Forschern der TU Graz ist es gemeinsam mit dem niederländischen Forschungszentrum Wetsus gelungen, elektrisch geladenes Wasser mittels schwebender Wasserbrücke zu erzeugen.

Bis zu ihrer wissenschaftlichen Wiederentdeckung 2007 an der TU Graz war das im 19. Jahrhundert entdeckte Phänomen „Wasserbrücke“ in Vergessenheit geraten.


Die abgebildete Wasserbrücke bildete sich unter dem Einfluss eines elektrischen Hochspannungsfeldes. Sie spannt sich über etwa einen Zentimeter Länge zwischen den beiden Wasserbechern aus Teflon.

© Woisetschläger/Fuchs - TU Graz


Die Ladung des Wassers ist dank Wasserbrücke nicht elektronisch, sondern protonisch. Das neuartige Wasser ist positiv oder negativ geladen, je nachdem ob es mehr oder weniger Protonen enthält.

© Woisetschläger/Fuchs - TU Graz

Wird hochreines, also mehrfach destilliertes Wasser in zwei Behältern unter Hochspannung gesetzt, wandert die Flüssigkeit den Becher entlang nach oben und bildet eine schwebende Wasserbrücke zwischen den Gefäßen. Das Wasser fließt in dieser Brücke in beide Richtungen und ist in einem völlig neuen Zustand mit besonderen Dichte- und Struktureigenschaften.

Eine Forschungsgruppe der TU Graz und des niederländischen Forschungszentrums Wetsus hat nun gezeigt, dass diese schwebende Wasserbrücke elektrisch geladenes Wasser erzeugt und diese Ladung zumindest für kurze Zeit speichert.

Protonische elektrische Ladung

Die Ladung des Wassers ist dabei nicht elektronisch, sondern protonisch.

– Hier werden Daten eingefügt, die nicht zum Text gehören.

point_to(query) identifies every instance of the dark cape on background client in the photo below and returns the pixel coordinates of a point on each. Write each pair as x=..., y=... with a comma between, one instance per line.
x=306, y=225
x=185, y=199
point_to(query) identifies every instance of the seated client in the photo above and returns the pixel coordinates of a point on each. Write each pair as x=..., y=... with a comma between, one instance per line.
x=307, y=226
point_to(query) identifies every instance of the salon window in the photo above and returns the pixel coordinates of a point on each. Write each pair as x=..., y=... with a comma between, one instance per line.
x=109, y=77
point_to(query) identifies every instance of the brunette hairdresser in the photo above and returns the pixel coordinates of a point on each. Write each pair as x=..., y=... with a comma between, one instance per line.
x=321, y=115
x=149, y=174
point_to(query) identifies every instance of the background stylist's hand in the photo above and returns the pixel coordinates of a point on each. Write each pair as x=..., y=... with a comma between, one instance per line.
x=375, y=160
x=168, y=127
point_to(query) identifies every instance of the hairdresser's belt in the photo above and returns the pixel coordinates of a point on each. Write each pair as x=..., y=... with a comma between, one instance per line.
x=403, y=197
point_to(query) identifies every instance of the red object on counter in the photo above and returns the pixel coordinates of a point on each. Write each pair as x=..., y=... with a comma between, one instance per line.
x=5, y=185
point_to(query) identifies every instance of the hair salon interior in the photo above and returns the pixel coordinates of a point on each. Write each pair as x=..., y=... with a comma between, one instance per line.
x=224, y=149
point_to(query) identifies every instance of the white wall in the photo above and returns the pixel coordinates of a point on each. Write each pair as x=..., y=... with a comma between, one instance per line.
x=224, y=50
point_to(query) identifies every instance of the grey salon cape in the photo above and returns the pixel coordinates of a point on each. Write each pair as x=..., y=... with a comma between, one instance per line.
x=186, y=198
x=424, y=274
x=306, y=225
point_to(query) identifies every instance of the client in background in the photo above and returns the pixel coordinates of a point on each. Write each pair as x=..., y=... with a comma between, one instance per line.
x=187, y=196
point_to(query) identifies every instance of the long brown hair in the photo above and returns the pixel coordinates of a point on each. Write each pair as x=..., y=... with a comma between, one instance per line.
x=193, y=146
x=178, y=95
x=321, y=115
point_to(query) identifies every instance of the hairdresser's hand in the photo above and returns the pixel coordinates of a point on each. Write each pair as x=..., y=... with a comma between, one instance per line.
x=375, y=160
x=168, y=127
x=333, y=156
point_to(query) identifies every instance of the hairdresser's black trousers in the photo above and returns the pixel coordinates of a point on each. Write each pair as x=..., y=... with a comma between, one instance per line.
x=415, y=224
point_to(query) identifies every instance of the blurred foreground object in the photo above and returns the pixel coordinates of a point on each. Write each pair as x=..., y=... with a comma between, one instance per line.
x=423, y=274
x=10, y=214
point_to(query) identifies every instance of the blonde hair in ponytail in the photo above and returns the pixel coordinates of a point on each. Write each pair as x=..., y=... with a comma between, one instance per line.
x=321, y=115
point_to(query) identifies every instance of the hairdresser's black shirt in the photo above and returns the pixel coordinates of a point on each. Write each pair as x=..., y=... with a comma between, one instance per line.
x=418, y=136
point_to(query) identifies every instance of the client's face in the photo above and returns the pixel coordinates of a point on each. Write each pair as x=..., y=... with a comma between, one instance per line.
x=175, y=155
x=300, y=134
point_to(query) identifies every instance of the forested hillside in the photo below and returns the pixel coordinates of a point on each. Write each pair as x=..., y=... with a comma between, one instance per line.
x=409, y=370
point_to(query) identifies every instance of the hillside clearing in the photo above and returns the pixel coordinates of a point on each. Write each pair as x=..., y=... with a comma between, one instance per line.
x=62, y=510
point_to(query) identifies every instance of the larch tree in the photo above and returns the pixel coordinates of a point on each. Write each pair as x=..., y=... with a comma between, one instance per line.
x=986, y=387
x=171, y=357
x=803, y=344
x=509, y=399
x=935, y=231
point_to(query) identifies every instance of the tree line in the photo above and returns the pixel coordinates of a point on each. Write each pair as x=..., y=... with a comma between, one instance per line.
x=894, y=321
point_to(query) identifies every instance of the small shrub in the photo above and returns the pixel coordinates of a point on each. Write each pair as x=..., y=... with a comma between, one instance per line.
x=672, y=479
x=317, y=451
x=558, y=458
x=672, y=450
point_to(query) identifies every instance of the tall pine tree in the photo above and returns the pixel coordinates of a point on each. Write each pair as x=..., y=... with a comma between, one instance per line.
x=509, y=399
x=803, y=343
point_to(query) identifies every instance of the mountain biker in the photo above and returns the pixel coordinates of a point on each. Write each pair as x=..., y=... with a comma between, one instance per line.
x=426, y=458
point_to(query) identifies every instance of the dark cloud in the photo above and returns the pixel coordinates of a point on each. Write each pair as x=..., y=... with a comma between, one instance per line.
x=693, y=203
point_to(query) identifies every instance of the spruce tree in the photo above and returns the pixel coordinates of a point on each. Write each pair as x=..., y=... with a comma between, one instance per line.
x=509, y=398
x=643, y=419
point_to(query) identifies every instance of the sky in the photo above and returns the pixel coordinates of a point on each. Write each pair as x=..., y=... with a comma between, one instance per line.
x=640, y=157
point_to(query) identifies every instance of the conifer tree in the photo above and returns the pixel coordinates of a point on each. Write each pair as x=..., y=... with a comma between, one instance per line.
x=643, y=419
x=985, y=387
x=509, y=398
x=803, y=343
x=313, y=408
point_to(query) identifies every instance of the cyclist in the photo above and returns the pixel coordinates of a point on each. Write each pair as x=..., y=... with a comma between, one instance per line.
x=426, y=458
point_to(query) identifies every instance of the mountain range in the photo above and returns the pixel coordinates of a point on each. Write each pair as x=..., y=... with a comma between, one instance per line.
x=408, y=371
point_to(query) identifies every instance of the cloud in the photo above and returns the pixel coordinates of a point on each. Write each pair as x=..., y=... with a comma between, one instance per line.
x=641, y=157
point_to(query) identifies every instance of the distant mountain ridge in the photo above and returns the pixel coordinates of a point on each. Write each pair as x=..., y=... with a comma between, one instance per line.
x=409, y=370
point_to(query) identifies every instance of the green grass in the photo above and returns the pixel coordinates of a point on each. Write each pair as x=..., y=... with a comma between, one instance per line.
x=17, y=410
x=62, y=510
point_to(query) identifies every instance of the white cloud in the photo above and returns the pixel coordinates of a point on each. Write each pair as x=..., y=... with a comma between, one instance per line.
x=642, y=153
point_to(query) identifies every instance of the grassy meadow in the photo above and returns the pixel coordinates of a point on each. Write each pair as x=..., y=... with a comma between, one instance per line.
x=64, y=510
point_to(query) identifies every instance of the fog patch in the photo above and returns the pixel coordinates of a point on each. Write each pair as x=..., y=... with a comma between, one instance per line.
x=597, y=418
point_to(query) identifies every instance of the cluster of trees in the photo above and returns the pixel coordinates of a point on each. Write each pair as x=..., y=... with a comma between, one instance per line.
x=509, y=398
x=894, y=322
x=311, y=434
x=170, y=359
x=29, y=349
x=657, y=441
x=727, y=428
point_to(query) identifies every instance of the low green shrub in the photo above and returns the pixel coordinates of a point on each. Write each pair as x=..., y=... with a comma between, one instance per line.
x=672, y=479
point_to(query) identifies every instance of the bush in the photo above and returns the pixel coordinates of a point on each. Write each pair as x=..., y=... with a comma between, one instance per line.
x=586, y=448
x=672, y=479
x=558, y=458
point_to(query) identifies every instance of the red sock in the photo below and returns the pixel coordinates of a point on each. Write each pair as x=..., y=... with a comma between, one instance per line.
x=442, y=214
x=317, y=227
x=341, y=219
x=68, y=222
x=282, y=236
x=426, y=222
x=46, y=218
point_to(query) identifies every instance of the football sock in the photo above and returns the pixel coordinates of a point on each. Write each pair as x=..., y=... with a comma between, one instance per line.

Das neuartige Wasser ist entweder positiv oder negativ geladen, je nachdem ob es mehr oder weniger Protonen enthält. Die Studie zeigt, dass im Anodenwasser – also in jenem Wasser mit anliegender positiver Spannung – im Rahmen der stattfindenden Elektrolyse Protonen gebildet werden.

Diese Wasserstoffkerne fließen durch die Wasserbrücke in das Kathodenwasser des anderen, unter negativer Spannung stehenden Bechers und werden dort von Hydroxylionen neutralisiert. Da sich die Protonen mit endlicher Geschwindigkeit bewegen, herrscht in einem Wasserbehälter immer ein Protonenüberschuss, und im anderen einen Protonenmangel.

Wenn nun die Wasserbrücke plötzlich ausgeschalten wird, bleiben diese Protonen-Ladungen erhalten, wie sich mit Hilfe von Impedanzspektroskopie messen lässt. Erste Untersuchungen haben gezeigt, dass die Ladung der Flüssigkeiten über eine Woche stabil bleibt.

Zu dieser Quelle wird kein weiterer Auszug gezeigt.